The protagonist’s spiritual struggle reminds me of my first few months here, being thrown into a home stay family in a village covered in trash and stench, the streets filled with wild, foreign children all screaming in fear and excitement and crying at the sight of us. Those months were definitely the hardest part so far and I am comforted knowing that the worst is over.

“Now the idea that she would have to lie down in the straw to sleep with the children while there might be rats burrowing all around her was petrifying.
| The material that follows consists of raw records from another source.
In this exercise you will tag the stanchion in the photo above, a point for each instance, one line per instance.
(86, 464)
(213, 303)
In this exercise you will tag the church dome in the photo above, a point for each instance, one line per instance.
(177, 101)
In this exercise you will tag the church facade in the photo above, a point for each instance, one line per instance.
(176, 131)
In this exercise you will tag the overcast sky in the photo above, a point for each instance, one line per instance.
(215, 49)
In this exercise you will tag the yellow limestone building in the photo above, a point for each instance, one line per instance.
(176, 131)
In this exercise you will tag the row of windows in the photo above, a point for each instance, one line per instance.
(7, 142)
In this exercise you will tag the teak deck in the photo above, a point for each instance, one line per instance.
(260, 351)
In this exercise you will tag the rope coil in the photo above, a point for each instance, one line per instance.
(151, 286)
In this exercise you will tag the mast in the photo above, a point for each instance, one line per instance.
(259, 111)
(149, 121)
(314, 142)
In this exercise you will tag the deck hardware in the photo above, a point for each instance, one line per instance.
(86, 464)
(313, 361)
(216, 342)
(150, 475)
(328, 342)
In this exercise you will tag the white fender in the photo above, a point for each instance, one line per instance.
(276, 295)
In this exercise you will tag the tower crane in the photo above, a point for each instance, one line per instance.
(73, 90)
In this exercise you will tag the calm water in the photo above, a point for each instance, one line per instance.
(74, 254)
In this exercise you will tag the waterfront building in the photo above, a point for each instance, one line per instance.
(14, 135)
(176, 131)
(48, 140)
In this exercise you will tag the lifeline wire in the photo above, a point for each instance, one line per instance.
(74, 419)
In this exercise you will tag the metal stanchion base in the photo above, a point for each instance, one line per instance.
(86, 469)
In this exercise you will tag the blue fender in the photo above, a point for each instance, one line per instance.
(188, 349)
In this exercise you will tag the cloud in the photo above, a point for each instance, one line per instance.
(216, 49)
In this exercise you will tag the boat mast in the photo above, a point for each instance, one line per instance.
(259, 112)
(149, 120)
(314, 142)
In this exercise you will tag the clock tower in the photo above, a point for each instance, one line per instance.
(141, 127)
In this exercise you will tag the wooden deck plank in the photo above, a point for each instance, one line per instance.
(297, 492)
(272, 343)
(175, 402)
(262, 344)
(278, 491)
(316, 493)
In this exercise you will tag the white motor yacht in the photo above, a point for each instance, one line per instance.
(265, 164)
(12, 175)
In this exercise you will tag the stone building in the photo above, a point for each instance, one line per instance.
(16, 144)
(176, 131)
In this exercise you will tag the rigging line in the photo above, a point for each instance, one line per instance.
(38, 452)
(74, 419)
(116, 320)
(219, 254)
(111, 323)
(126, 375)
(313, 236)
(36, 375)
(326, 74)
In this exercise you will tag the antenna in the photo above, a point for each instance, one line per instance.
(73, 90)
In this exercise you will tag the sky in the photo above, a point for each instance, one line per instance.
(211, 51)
The voice of fear was much stronger; anything was stronger than the pitiful whisper that pleaded with her to go to those children. Why should she? What were they to her? She had tried her best, hadn’t she? Was there any hope she would ever get through to them? They were beyond human reach… Then the still small voice rose up inside of her, ‘All He has is thee’

That first step turned out to be the most difficult; once she had discovered the candle flame would survive as long as she went slowly, she took heart. She found that if she concentrated on going down those steps to the exclusion of everything else, the whole thing became possible.

She had never quite realized before how horrendous this place was, how futile her effort to relieve some of its horror. It was not fear that would defeat her, it was hopelessness, the conviction that she would never be able to change this place, that nothing could, that the one thing likely to happen was that it would change her.

As she sat there, in the darkness, with the child on her lap, she felt moved to go into meeting quite alone. She relaxed her body, emptied her head of thoughts, even the small babbling ones, until she sat there blank and passive, waiting for that of God to rise within her.

What rose was a thought. A cold thought, almost angry: ‘What is so godly about sharing in their filth?’

It startled her; she had expected something noble, soothing. Looked at coolly and without religious rapture, there was indeed nothing godly about her sitting there waiting to feel the first lice on her scalp. Rather than sharing their filth, she should make them share her cleanliness.

That of God within her manifested itself to clean out this pigsty first thing in the morning.
She suddenly was sure that Christ, had He been a woman, would have done the same.”